The benchmark itself in this instance could be reflective of two different approaches. The first tactic is to set the point of reference as the average spend in the industry on similar freight. This creates viable leverage to negotiate with a preferred carrier to reduce the quoted rate, as opposed to an ill-informed request to sharpen his or her pencil. Access to this type of information is not something that a shipper would normally have internally, but partnering with an external resource can provide them with visibility to the average cost for a particular lane and equipment type.

An alternative method to establish a benchmark is to consider the transportation budget itself.
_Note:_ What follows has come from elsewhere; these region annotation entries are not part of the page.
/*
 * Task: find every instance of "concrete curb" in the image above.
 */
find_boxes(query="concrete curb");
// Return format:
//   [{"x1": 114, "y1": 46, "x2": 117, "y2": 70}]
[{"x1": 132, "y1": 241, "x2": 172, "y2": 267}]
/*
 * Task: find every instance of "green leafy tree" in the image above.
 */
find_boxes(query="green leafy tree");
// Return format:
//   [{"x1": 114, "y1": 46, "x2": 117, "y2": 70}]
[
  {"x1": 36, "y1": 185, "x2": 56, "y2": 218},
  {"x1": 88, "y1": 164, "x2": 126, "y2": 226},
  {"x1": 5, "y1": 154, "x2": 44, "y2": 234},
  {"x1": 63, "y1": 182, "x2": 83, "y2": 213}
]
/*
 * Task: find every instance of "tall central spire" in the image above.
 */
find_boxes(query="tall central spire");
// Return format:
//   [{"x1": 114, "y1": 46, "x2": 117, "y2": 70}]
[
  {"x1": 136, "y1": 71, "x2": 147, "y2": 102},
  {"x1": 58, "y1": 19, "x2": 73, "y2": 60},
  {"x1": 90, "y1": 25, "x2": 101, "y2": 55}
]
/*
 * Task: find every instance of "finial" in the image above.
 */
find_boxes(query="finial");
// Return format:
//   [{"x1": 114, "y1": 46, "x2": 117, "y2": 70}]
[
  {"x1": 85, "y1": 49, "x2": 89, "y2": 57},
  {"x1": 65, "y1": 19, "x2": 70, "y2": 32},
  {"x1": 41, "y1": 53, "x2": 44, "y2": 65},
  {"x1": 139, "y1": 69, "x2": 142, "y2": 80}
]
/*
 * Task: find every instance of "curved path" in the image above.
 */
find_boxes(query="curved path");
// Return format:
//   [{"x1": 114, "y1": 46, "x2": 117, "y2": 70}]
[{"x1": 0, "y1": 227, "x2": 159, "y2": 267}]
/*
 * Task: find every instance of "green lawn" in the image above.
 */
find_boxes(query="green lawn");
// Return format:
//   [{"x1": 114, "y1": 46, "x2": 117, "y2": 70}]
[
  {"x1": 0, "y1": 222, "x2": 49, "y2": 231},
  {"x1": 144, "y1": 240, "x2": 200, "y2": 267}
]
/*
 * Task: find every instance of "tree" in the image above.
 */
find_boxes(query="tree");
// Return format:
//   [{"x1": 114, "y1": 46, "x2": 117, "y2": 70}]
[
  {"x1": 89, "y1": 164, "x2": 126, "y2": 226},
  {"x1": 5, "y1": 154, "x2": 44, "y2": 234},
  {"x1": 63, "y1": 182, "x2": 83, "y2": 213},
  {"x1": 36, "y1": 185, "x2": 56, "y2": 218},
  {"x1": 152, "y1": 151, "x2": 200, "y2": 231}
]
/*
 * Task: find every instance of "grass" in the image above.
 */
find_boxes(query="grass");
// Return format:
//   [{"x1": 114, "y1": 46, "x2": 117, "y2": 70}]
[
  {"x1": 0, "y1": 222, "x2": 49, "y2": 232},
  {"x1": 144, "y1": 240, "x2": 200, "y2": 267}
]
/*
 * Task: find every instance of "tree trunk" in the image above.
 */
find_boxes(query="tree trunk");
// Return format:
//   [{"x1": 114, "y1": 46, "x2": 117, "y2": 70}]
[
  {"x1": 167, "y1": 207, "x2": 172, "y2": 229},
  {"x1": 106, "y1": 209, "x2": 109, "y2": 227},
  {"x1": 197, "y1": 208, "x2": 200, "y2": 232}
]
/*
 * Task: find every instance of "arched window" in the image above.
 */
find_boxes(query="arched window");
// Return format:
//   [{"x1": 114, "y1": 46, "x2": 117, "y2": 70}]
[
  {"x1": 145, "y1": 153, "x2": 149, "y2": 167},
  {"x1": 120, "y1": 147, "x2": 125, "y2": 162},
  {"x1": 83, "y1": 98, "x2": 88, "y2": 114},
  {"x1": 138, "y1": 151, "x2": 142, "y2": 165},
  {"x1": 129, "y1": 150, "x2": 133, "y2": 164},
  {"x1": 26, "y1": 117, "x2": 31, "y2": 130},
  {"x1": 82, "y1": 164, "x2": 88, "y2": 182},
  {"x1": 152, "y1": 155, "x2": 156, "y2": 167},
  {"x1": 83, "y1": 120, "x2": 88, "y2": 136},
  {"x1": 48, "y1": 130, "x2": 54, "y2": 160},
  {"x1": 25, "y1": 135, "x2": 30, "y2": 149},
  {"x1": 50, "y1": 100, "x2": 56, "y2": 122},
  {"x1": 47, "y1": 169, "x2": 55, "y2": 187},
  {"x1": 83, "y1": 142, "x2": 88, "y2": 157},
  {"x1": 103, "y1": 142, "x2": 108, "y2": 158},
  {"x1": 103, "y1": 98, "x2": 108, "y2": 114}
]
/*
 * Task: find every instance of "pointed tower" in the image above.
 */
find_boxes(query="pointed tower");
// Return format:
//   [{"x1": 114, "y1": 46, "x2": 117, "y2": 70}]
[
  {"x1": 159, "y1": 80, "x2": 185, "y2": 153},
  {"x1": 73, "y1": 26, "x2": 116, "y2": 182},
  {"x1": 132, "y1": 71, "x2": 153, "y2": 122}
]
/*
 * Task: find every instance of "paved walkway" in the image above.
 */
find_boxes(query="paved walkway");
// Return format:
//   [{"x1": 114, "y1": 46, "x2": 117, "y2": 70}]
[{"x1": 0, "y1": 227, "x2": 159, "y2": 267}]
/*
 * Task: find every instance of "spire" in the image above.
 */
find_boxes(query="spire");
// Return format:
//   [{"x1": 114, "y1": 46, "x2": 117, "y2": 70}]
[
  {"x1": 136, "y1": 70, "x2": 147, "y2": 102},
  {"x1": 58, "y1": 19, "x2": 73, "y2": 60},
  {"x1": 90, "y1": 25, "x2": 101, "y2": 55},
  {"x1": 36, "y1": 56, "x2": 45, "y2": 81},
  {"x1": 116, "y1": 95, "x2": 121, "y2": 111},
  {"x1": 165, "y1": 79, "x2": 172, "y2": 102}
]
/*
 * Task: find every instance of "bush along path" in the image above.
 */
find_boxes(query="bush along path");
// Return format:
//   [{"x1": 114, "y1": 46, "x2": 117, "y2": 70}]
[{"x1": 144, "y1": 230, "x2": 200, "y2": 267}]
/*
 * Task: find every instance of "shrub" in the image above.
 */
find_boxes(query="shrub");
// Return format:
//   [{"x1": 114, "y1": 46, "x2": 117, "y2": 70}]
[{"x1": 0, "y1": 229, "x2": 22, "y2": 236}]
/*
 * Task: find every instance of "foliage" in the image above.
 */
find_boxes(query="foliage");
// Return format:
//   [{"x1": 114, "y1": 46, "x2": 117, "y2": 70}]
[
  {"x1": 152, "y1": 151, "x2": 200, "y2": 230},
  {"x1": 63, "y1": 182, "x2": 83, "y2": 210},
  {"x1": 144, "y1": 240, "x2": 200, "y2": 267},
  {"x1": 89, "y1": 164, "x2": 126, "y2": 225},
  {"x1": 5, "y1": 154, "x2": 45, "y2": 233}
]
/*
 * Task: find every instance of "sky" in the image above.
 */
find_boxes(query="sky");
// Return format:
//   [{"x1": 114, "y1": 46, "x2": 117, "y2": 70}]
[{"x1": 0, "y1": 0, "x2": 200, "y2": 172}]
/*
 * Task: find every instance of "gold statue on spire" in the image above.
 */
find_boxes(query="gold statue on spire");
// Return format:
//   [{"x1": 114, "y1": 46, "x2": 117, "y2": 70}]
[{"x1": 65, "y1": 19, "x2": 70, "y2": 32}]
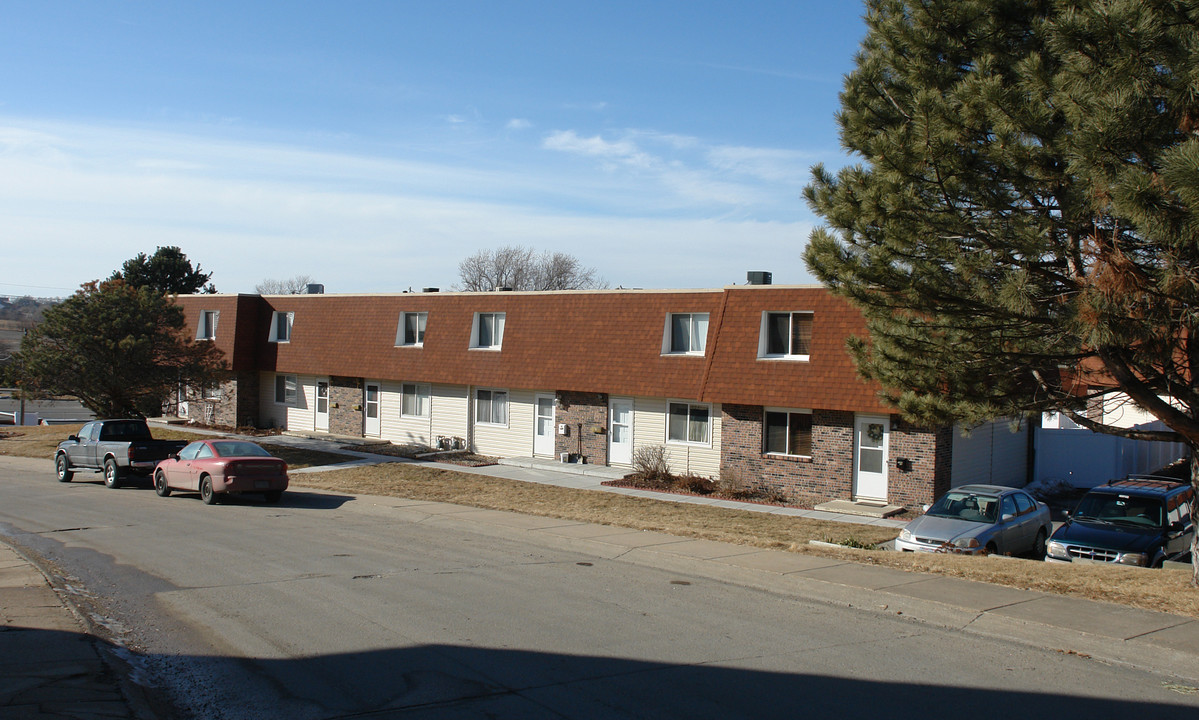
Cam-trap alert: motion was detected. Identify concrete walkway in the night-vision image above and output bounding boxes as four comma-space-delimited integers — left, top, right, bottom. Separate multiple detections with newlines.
0, 426, 1199, 720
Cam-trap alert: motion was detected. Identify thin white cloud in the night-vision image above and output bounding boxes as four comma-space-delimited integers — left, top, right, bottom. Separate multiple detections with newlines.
0, 119, 811, 295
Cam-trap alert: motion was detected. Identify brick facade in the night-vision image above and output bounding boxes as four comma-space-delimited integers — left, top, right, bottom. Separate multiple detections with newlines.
554, 392, 608, 465
721, 404, 953, 508
329, 375, 364, 435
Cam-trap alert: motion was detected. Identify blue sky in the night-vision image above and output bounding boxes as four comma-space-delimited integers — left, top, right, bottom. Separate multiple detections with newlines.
0, 0, 864, 296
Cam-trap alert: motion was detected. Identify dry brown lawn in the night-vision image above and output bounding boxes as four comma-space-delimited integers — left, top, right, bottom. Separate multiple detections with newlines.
0, 425, 1199, 617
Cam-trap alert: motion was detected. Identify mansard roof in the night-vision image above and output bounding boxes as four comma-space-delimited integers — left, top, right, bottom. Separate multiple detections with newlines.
177, 285, 887, 412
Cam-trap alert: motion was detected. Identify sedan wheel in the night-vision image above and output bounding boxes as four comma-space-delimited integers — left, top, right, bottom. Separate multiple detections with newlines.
54, 453, 74, 483
153, 470, 170, 497
200, 476, 217, 506
104, 458, 121, 488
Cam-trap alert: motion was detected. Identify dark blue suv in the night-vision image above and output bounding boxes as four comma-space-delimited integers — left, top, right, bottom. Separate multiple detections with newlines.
1046, 476, 1194, 568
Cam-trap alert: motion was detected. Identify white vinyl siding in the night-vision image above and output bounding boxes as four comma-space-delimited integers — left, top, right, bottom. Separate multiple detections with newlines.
429, 385, 471, 440
474, 388, 536, 458
633, 398, 721, 478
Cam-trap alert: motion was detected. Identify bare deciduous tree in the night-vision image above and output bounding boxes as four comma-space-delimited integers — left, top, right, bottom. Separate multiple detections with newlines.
254, 276, 313, 295
458, 246, 608, 291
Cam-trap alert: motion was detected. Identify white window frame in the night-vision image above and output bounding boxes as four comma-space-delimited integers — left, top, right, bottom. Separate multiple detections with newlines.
667, 400, 712, 448
270, 310, 296, 343
475, 387, 510, 428
200, 381, 222, 400
396, 313, 429, 347
470, 313, 507, 350
195, 310, 221, 340
399, 382, 432, 418
275, 373, 300, 406
662, 313, 711, 355
761, 407, 815, 458
758, 310, 815, 362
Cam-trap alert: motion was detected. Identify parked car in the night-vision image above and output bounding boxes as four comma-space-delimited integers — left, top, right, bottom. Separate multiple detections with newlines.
896, 485, 1053, 559
153, 440, 288, 506
54, 419, 187, 488
1046, 476, 1194, 568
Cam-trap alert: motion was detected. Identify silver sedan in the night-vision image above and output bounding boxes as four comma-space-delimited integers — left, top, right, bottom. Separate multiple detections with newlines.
896, 485, 1053, 559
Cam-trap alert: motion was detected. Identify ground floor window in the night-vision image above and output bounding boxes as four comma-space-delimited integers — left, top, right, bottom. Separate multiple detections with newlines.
667, 403, 712, 444
475, 389, 508, 425
275, 375, 300, 405
399, 382, 429, 417
764, 410, 812, 455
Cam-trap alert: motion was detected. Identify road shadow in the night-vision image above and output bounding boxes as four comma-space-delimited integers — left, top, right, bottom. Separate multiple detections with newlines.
0, 628, 1199, 720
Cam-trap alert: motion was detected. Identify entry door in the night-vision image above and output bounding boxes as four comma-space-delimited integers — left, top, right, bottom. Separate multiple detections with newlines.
608, 398, 633, 465
854, 416, 890, 502
532, 395, 554, 458
362, 382, 382, 437
317, 380, 329, 431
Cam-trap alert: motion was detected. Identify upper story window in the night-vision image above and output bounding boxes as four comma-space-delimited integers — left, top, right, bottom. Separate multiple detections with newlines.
470, 313, 504, 350
195, 310, 221, 340
667, 403, 712, 444
399, 382, 429, 417
475, 389, 508, 425
275, 375, 300, 405
763, 410, 812, 456
396, 313, 429, 346
758, 313, 812, 361
662, 313, 707, 355
270, 313, 296, 343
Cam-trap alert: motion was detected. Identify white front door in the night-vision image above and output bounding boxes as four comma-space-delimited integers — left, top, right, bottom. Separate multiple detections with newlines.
532, 395, 554, 458
608, 398, 633, 465
854, 416, 890, 502
317, 380, 329, 432
362, 382, 381, 437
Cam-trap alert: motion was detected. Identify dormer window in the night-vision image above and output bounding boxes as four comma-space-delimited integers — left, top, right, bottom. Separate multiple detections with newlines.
470, 313, 504, 350
758, 311, 812, 361
396, 313, 429, 347
195, 310, 221, 340
270, 313, 296, 343
662, 313, 707, 355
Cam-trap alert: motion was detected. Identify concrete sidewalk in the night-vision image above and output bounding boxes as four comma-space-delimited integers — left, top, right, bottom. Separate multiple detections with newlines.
0, 426, 1199, 720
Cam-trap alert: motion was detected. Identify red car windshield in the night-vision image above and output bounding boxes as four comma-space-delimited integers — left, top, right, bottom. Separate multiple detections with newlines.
212, 440, 273, 458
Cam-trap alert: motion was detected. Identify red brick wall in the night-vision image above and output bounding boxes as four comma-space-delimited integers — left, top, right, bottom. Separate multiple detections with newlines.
554, 392, 608, 465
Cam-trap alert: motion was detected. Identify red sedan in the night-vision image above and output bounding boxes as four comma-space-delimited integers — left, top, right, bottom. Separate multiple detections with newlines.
153, 440, 288, 506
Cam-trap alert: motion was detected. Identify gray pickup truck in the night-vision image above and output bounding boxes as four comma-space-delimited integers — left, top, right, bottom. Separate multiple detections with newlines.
54, 419, 187, 488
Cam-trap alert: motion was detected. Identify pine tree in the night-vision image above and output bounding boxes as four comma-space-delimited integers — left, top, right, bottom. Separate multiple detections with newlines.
805, 0, 1199, 583
13, 280, 225, 417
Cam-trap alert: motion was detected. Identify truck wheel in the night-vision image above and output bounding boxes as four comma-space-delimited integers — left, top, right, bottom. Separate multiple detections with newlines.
54, 453, 74, 483
153, 470, 170, 497
104, 458, 121, 488
200, 476, 217, 506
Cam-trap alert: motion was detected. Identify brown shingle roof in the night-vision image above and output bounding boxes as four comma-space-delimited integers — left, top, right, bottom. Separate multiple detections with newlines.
179, 286, 884, 411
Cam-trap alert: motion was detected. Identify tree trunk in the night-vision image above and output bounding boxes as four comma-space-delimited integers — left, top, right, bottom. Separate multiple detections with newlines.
1188, 452, 1199, 587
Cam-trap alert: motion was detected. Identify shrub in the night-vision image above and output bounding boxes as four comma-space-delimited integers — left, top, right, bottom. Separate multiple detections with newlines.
633, 444, 670, 483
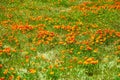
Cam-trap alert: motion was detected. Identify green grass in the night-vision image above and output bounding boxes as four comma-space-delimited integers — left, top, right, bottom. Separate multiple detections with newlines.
0, 0, 120, 80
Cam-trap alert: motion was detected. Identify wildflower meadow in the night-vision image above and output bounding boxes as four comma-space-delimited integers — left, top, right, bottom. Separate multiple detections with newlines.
0, 0, 120, 80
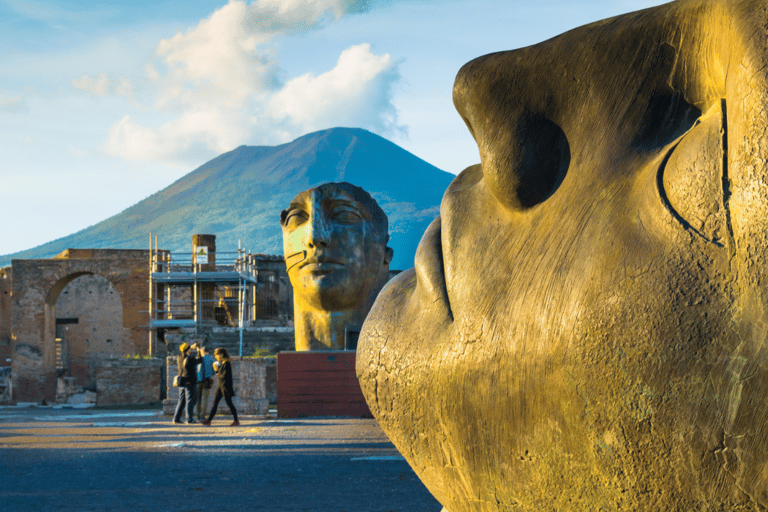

To oversimplify, establishing a budget can be as reductive as applying the expected increase over the base on the bottom line aggregate freight spend. However, the most effective technique is to evaluate actual average costs by each lane in the network. This level of granularity in a shipper’s baseline data creates the opportunity to consider a myriad of factors when creating the budget. Knowledge of regional market variation, changes to the distribution, storage or fulfillment of product, and additions/subtractions in product mix can all be taken into account. This data enables a planner to know the exact impact when a primary carrier does not execute all of the awarded volume on a lane.

Real Time Information for Better Business Decisions

Regardless of whether benchmark rates are based on industry averages or projections from a shipper’s own baseline, the benefits extend beyond real time visibility to a responsible planner. A planner is often going to use a benchmark rate to determine his or her next action in executing individual loads. But a transportation manager’s next action involves determining which lanes are underperforming, and developing a strategy to address that network segment through activities like an RFP, carrier change, negotiations, or sourcing decisions.

To achieve that goal, the manager accountable for meeting budget can glean important insights through targeted reporting. This could take a variety of forms. One possibility is to report on all loads above a certain threshold beyond the benchmark that were tendered the previous business day. The primary value here is to create visibility to his or her team’s potentially questionable choices, and instruct them on expectations. An alternative to the daily load-based report is a weekly lane summary. In this case, all the lanes that were above the benchmark could be displayed and include actual total spend, the total allocated benchmark spend, and the cost impact associated with each lane. This eliminates the need for investigative, information gathering. The opportunity is immediately available to determine next steps.

It is a best practice to leverage benchmark rates independently of whether a shipper chooses to use an industry standard or budget average to build the benchmark or even if the primary audience for the data is an operator or manager. The proper use of benchmark rates can provide real-time feedback about the cost of a decision. That information creates agility and responsiveness to market conditions that a shipper would not have otherwise. Given the uncertainty in the market, this edge could be a difference maker to stay ahead of the competition.

Brett Minner is an Account Manager at LeanLogistics in its managed transportation services department. He has more than 11 years of experience working in the supply chain industry. Prior to working for LeanLogistics, he served as an operations supervisor at UPS.